John Cook who blogs here, posted the following expression for the nth Catalan number on one of his twitter accounts

C_{n} = \frac{1}{2\pi} \int\limits_{0}^{4} x^{n} \sqrt{\frac{4-x}{x}} \mathrm{d} x

Let us express this as a Beta function
\int\limits_{0}^{4} x^{n} \sqrt{\frac{4-x}{x}} \mathrm{d} x & = x^{n-\frac{1}{2}} (4-x)^{\frac{1}{2}} \mathrm{d} x \\
& = 4^{n+1} \int\limits_{0}^{1} y^{n-\frac{1}{2}} (1-y)^{\frac{1}{2}} \mathrm{d} y \\
& = 4^{n+1} \, \mathrm{B}\left(n + \frac{1}{2}, \frac{3}{2} \right)
We used the substitution \(y=\frac{x}{4}\).

Now we have
C_{n} = \frac{1}{2\pi} \int\limits_{0}^{4} x^{n} \sqrt{\frac{4-x}{x}} \mathrm{d} x = \frac{2^{2n+1}}{\pi} \mathrm{B}\left(n + \frac{1}{2}, \frac{3}{2} \right)

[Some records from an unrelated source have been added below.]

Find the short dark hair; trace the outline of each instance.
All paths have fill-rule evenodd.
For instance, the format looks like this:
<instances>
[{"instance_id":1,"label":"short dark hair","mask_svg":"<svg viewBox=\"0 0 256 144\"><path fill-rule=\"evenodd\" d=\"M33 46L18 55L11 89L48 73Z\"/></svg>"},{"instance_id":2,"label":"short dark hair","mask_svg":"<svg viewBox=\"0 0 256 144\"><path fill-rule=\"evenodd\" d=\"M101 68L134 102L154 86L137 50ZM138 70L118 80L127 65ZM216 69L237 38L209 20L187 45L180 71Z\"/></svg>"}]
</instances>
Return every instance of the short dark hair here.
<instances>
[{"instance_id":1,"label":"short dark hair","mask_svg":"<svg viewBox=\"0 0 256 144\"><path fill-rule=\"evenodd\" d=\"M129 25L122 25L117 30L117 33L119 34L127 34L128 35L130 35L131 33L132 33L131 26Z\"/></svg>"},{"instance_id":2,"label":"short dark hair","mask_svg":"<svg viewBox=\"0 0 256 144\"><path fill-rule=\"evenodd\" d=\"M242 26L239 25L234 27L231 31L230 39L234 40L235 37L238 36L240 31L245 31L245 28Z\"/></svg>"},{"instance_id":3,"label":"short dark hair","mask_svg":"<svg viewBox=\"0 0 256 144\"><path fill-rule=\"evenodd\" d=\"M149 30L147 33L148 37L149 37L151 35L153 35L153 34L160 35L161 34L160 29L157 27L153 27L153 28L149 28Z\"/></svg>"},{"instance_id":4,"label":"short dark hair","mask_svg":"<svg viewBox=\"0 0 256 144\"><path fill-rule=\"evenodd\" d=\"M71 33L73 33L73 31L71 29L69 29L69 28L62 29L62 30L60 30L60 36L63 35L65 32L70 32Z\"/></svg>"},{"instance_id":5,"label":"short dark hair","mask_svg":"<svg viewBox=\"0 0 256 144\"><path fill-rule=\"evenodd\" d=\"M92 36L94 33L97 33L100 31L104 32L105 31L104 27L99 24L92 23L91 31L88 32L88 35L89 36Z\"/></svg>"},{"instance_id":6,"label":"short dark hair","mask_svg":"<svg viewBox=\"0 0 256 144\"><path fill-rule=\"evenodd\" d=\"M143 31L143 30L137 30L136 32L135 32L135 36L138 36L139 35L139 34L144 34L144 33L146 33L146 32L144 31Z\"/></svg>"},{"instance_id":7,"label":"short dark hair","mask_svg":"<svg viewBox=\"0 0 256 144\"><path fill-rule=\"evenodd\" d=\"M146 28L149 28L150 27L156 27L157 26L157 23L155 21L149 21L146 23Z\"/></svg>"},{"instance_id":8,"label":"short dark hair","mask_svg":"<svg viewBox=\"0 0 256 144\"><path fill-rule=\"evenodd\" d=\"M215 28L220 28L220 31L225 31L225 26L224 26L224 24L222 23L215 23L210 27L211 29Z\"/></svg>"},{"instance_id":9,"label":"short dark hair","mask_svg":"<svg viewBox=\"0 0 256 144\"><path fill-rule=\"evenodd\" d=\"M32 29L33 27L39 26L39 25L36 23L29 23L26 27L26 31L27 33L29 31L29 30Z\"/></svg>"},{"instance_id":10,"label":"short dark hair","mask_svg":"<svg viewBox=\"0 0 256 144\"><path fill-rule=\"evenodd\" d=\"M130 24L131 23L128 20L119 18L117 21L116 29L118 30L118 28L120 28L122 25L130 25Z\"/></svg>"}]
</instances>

We will check this by using the following definition of the nth Catalan number
C_{n} = \frac{(2n)!}{(n+1)! \, n!}

Using the following Gamma function expressions
\Gamma(n+1) = n\Gamma(n), \quad
\Gamma\left(\frac{3}{2}\right) = \frac{\sqrt{\pi}}{2}, \quad
\Gamma\left(n + \frac{1}{2}\right) = \frac{(2n)!\sqrt{\pi}}{4^{n}n!}

We have
\frac{2^{2n+1}}{\pi} \mathrm{B}\left(n + \frac{1}{2}, \frac{3}{2} \right) & = \frac{2^{2n+1}}{\pi} \frac{\Gamma\left(n + \frac{1}{2}\right) \Gamma\left(\frac{3}{2}\right)}{\Gamma(n+2)} \\
& = \frac{2^{2n+1}}{\pi} \frac{(2n)!\sqrt{\pi}}{2^{2n}n!} \frac{\sqrt{\pi}}{2} \frac{1}{(n+1)!} \\
& = \frac{(2n)!}{(n+1)! \, n!}
thus equation \eqref{eq:1608123} is correct.